Less alcohol, more water
“Most changes in the face are from water retention,” says Cynthia Sass, RD, Health’s contributing nutrition editor. “The three biggest culprits for fluid retention that shows up on the face are sodium, excess carbs, and alcohol.”
So instead of reaching for that glass of red with dinner, swap it out for some good-old H20. “Alcohol is dehydrating, so your body responds to this by hanging onto extra fluid, like a rebound effect,” Sass explains. Drinking more water also helps flush out any excess sodium your body is hanging on to from previous salty meals.
Looking to boost the flavor in your glass?

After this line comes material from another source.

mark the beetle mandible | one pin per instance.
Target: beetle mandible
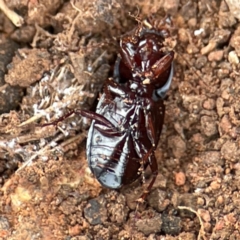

New York-based nutritional chef Melissa Eboli suggests adding a squeeze of lemon juice or drinking coconut water.
Get more shut-eye
Not only does lack of sleep wreak havoc on your immune system, it can also cause you to wake up with an inflamed or puffier-than-normal face. “The natural hormones in our body are really impacted by poor sleep,” Chris Winter, MD, sleep specialist and author of The Sleep Solution, tells us. “We have chemicals in our bodies that keep inflammation at bay, so if you’re not getting enough sleep, those chemicals are not produced the way they should be and it creates an inflammatory environment in your body.”
Dr. Winter notes that this is more common in people with chronic sleep deprivation, so one late night every once in a while probably won’t hurt you.However, he recommends aiming for seven to eight hours of sleep each night to keep your body in a natural rhythm.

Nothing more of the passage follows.